Short history of MacedoniaThe Greeks regarded the Macedonians as barbarians.
The rise of the great Macedonian kingdom began in the fourth century BC when both Athens and Sparta had passed their zenith and had exhausted themselves with 30 years fighting against each other. The Greeks regarded the Macedonians as “barbarians”, i.e. people who could not speak proper Greek, and looked down on them accordingly. Nevertheless, by using a mixture of brilliant diplomacy and armed force, Philip II and his son, Alexander the Great, brought the whole of Greece under the control of Macedon.
One secret of their success was the adoption by Philip of the “phalanx”, a squad of heavily-armed soldiers carrying strong pikes of different lengths and constituting, in effect, a sort of human tank. At the same time, the Macedonians perfected the employment of lightly armed troops and cavalry, who could easily outmaneuver military formations of the time. Once all Greece had been brought under Macedonian control, Alexander, universally considered one of greatest military geniuses of all time, then set out upon his extraordinary conquest of the known world. First he took Asia Minor, then the mighty Persian Empire of Darius. Pressing ever eastward, he next subdued Babylon and continued to the Punjab in India before his homesick troops finally compelled him, much against his will, to turn back. He himself died at the age of 33 without ever seeing his native country again. The generals whom he had left in charge of various provinces seized control for themselves and began to quarrel with each other. After 175 unsettled years, in 146 BC Macedonia became a Roman province.
Centuries later, Byzantium tried to check the Slav’s infiltration from the north, but was unable to prevent their settling there, and in the tenth century the newcomers formed themselves into an independent state under Car Samuel (Tsar Samuel). After several victories over the Byzantines, he added other Slav provinces to his kingdom, whose central portion was what is now Bulgaria. But Byzantium, once fully mobilized, was too powerful for him.
In a terrible battle in 1014, the Byzantine Emperor, Basil II, took 14,000 prisoners blinded them and sent them back to Samuel. Stunned by the horror of this monstrous act, Samuel died soon after, and for a time Byzantine power was assured.
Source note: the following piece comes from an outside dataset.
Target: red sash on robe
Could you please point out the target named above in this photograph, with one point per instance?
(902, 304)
With the expansion of the Serb state under the brilliant Nemanja dynasty, King Dusan occupied Macedonia in the 14th century, but this unification of the two Slav countries was not fully achieved before the Turks made themselves masters of both, staying there for 500 years. It was a period punctuated by rebellion and especially the activities of ‘hajduk’, who formed themselves into bands of outlaws of freedom fighters. But for most of the population it was a period of hardship and hopelessness in which the flame of Macedonian culture was kept flickering only in the monastic centers.
Following the growth of nationalistic sentiment in Serbia early in the 19th century, Macedonia began to hope that her long subjection was nearly ended, but her case aroused little support abroad. Her attempts at a national uprising, such as that of Krusevo, organized by the Macedonian revolutionary movement known as “VMRO”, were mercilessly suppressed. In 1909 there was a state of open warfare for three months, but the insurgents, poorly armed and led, were beaten.
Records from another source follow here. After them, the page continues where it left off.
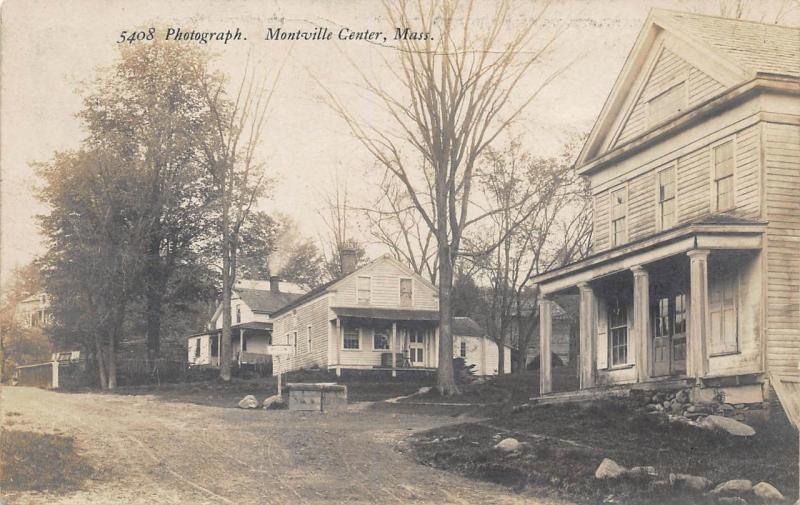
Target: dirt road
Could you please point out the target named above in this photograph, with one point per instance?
(152, 451)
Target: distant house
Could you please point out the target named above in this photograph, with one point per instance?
(34, 311)
(694, 166)
(475, 347)
(382, 316)
(252, 306)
The first Balkan War (1912) liberated Macedonia from the Turks, but the Greeks, Bulgarians and Serbs immediately embarked upon the second Balkan War of 1913. In World War I this unhappy backward province was a theater of operations. The Treaty of Neuilly in 1919 again divided it, the new Yugoslavia being awarded the lion’s share, Greece keeping Thessaloniki and its environs, and Bulgaria a small strip in the northeast. In 1941 the Germans presented most of Macedonia to Bulgaria, but the 1919 frontiers were restored in 1945. While the province was probably better-off in the period between the two world wars than she had been under the Turks, the kingdom of Yugoslavia was particularly active in its efforts to bring the region up to date and repair the damage of its long neglect.
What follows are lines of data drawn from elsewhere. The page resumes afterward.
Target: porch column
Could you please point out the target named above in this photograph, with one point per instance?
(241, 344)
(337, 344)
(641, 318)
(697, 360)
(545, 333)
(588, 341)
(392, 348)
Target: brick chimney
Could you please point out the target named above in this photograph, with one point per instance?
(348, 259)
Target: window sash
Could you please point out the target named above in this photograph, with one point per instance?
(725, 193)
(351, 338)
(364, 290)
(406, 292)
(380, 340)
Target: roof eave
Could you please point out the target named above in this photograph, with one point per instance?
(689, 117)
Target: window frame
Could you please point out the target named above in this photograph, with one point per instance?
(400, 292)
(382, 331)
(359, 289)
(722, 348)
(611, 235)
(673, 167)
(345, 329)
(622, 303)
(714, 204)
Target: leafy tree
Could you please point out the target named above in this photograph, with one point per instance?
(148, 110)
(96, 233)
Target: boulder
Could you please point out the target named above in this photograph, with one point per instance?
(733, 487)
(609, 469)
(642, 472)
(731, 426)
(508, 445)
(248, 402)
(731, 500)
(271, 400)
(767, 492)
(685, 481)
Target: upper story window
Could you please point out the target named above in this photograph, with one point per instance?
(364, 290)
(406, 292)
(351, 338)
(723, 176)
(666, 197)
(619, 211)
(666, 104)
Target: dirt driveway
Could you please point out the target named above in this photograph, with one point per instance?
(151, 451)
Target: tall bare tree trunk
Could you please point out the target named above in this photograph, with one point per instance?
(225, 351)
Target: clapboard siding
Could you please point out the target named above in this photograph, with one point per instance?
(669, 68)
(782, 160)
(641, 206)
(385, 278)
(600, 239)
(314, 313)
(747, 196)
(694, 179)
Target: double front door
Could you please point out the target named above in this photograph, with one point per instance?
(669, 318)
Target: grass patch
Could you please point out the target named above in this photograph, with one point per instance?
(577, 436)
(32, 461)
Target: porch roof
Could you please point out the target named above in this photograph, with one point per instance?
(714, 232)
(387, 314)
However, after World War II, schools were opened for the first time. In them instruction is given in the Macedonia language, which is in many ways different from Serbo-Croat. Macedonia is still in some respect more backward than the northern region of Yugoslavia, but industrialization is going ahead fast, agriculture has been drastically reorganized, and excellent new roads have been built. There remains much to do, but it is significant now that the people are at last free of foreign rule, and painters, musicians and writers are very actively asserting the country’s highly individual artistic outlook.